There was one unclear moment where I just didn’t understand why the game wouldn’t accept the way I’d connected some of those dots, and I couldn’t find any sort of environmental clue to tell me how it should’ve been. That said, when I looked up a guide for a gentle nudge, I suppose I’d have gotten it with another guess. Overall, though there aren’t any masterful riddles at play, the puzzles are a fun little diversion from the narrative that rarely frustrate.
The final section of the game, while boasting some impressive visuals, carries almost no challenge, mostly requiring you to interact with all the various objects onscreen in the ways you’ve already been trained to, with little in the way of lateral thinking. Still, the story is engaging up to the end, and as events progress toward a moving finish, the narrative gets more and more interesting. The flashback interviews with the musicians reveal touching layers of humanity, shining a light on their wants and dreams, their very human need to form a sense of community, and their mental health struggles that have been partly remedied and yet also worsened since moving away from the city in favor of the forest. There’s some very choice quotes sprinkled throughout the interviews that I’ll remember for a while, like “Drummers don’t have anger issues. They have anger. If they don’t have a drum, then there’s an issue.”
The lack of challenge can be read as a plus or minus depending on the player, but one of the few needless drawbacks (that’s sure to please no one) is the fact that you can’t really pause the game at all. This isn’t much of a problem during normal gameplay, where nothing is really timed and there’s no sense of danger – but it becomes quite a hassle when, for instance, you perhaps get a phone call right as a cutscene starts to play. If you hit the Escape key, it just brings up a menu overlay while the game continues to run behind it – yes, even in cutscenes! That’s just baffling.

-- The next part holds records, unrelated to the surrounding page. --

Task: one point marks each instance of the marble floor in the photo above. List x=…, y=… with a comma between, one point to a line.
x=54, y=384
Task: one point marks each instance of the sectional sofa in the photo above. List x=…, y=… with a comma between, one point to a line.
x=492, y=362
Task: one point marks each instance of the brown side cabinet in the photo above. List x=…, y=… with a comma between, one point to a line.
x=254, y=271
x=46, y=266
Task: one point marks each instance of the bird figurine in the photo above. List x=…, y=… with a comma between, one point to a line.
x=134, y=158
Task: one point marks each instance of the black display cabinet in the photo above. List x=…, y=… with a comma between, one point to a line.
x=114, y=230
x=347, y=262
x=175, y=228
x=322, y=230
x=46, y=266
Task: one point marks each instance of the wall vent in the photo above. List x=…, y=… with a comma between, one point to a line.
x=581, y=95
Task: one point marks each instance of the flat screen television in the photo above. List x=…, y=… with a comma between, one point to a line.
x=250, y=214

Even if the game didn’t have puzzles at all, I don’t think I’d have been bothered too much by it. The Forest Quartet is like something you might play at a museum – an experiential work of art, bolstered by its touching yet minimalist narrative and abundantly gorgeous sights and sounds. And it feels like it’s made for everyone, young and old, whether they’re veteran gamers or fairly new ones. Every puzzle is like a fun toybox, each interaction a tempting joy to trigger. I spent a decent amount of time deliberately having Nina float aimlessly about, circling trees and singing while mashing the Interact key to see how various parts of the environment vibrated. I guess I’m a man of simple pleasures, and this game entertained my inner child, big time.
Overall, I loved my time with The Forest Quartet, even though its pleasantly bite-sized nature also limits some of the weight of its narrative payoffs. Still, it’s the sort of game that feels just the right length for its premise, and aside from its wonky lack of pausing, I wouldn’t change a thing.
Full of gorgeous art, delightful jazz, and a very light amount of challenge, The Forest Quartet turns a story about death and grief into a fun, lively, cathartic memorial romp.
- Beautiful art style
- Terrific, believable character writing
- Sonically rich atmosphere that begs to be explored
- No way to pause during cutscenes
- Many sections are quite light on gameplay
Sean played The Forest Quartet on PC using a review code provided by the game’s publisher.